Yes, I saw that video and others like it a while ago, and I too was struck with the parallels with how we speak Ancient Greek. The argument in favor of a restored Shakespearean pronunciation parallels the arguments in favor of using the so-called restored Attic or (and!) the so called restored Imperial Koine. On the other hand, the FACT that Shakespeare is transparently comprehensible and effective when spoken with American accents in some of the outstanding modern films that have been made parallels the FACT that people have gotten plenty even out of Homer when hearing him with Modern Greek pronunciation. To bring Erasmian into this discussion, you have to replace Shakespeare with Chaucer, since learning modern English WOULD allow you to internalize Shakespeare (but not Chaucer) in a way that learning Modern Greek would NOT allow you to internalize Ancient Greek. To internalize Chaucer, you would have to learn to speak Middle English, and here you would have your choice of pronunciations. Let's say you were a Spaniard who wanted only to read Chaucer but had no interest in learning Modern English. You could decide that you DID want to learn to speak Middle English, because reading only would not cause the fluency you seek. You would have to decide how to pronounce Chaucer. You could do so by trying to reconstruct how Chaucer was spoken. This would work fine. Or you could speak Chaucer with a Modern English accent. This would work fine. Or you could come up with a mixed pronunciation scheme, where some graphs were pronounced from different periods in the history of English pronunciations, to cut down on homophones as much as possible. You could even tailor this to make is easy for Spaniards to pronounce. The result, like Erasmian, would not be "historically accurate," but it, too, would work just fine.
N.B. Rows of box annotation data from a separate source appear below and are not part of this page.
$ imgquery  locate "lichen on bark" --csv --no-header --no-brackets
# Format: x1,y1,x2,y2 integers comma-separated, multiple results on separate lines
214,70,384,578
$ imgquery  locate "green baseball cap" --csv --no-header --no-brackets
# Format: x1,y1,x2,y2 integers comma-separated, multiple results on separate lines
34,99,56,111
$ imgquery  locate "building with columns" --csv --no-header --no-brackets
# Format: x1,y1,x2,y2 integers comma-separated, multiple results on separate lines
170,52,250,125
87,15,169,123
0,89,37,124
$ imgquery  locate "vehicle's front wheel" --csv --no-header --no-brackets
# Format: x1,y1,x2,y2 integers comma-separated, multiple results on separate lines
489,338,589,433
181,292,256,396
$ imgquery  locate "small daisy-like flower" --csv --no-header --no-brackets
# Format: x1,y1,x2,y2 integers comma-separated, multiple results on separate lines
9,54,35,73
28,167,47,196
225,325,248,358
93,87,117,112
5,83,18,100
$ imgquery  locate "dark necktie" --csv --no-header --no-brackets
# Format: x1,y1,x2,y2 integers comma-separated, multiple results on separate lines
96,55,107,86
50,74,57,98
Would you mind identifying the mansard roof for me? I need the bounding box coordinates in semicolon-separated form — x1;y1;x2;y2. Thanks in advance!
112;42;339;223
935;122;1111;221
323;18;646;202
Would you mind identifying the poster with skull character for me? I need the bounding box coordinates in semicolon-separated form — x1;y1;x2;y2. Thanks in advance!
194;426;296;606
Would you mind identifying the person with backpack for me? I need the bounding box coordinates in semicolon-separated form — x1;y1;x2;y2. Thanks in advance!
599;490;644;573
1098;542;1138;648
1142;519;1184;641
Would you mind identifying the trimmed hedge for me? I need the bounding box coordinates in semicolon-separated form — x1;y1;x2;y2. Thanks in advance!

I recently saw a new movie of Coriolanus where the actors spoke Shakespeare with a variety of thick Eastern European accents. On guy even spoke just like Kofi Annan. Non of this of course, was "accurate," but I understood every word and it was extremely effective as a piece of art.
I do think that the video overstates, (as is overstated the case for Restored Attic or Restored Koine) the case for restored Shakespeare, citing the fact, for example, that "proved" and "loved" rhymed in Shakespearean but not in Modern English. I think when you hear these pronounced with a variety of English accents, you still get the effect of the pun. That is to say, while much is lost in translation, very little is ever lost in different pronunciations.